Toutes les deux semaines, pendant l'été, une équipe de la Ville de Montréal, en collaboration avec le Service canadien des forêts, installe, dans trois boisés de la métropole, des bûchettes et des fioles contenant deux espèces de guêpes originaires d'Asie : Tetrastichus planipennis et Oobius agrili.

« C'est tout petit, elles ne posent aucun danger pour les humains, les animaux. Ça ne pique pas », précise Maryse Barrette, entomologiste au Service de l'environnement de la Ville de Montréal.

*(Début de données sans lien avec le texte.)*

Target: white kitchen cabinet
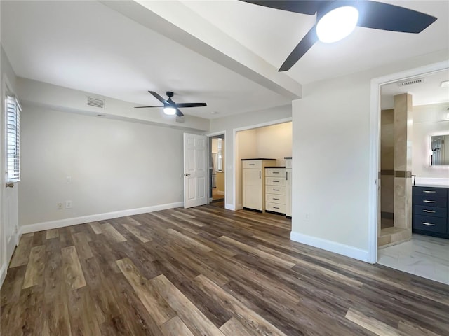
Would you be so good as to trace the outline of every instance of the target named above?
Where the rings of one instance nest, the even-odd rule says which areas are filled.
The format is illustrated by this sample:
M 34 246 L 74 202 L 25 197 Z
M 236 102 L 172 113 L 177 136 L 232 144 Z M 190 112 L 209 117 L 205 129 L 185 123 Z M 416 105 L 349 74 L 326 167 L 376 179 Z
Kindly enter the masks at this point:
M 292 218 L 292 158 L 286 159 L 286 216 Z
M 265 167 L 276 164 L 276 159 L 242 159 L 243 209 L 265 210 Z
M 286 214 L 286 168 L 265 168 L 265 209 Z

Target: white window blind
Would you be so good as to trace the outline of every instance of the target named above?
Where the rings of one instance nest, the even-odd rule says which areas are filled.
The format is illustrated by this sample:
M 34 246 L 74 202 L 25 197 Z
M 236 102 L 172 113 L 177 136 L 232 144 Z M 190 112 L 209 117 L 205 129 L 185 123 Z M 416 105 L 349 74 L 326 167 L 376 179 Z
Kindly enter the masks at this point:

Ce sont les Américains qui ont d'abord importé ces deux nouvelles espèces dans le cadre d'un vaste projet de recherche. Le département de l'Agriculture des États-Unis a produit jusqu'à présent plus de trois millions de guêpes dans ses installations, au Michigan.

L'introduction d'une nouvelle espèce exotique, aussi petite soit-elle, éveille toujours certaines craintes. Le cas de la coccinelle asiatique, importée massivement dans les années 80 pour lutter notamment contre les pucerons en agriculture, est encore bien présent dans la mémoire collective.

Dans le cas actuel, le risque que ces guêpes asiatiques deviennent nuisibles est faible, selon les chercheurs.

« Ces espèces-là ont été mises en quarantaine et ont été testées, contre une variété d'espèces qui étaient natives d'Amérique du Nord et apparentées à l'agrile, et on a vu que même lorsqu'elles n'ont aucun choix, elles préfèrent mourir que de s'attaquer à une autre espèce que l'agrile », explique l'entomologiste Maryse Barrette.

Pas une panacée

Les chercheurs s'entendent pour dire qu'on ne parviendra jamais à totalement éliminer l'agrile, mais ces guêpes pourraient aider à endiguer sa progression.

« Le but de la lutte biologique, ce n'est jamais d'éradiquer complètement le ravageur visé; c'est plutôt d'abaisser sa population à un niveau qui est moins dommageable », souligne Maryse Barrette.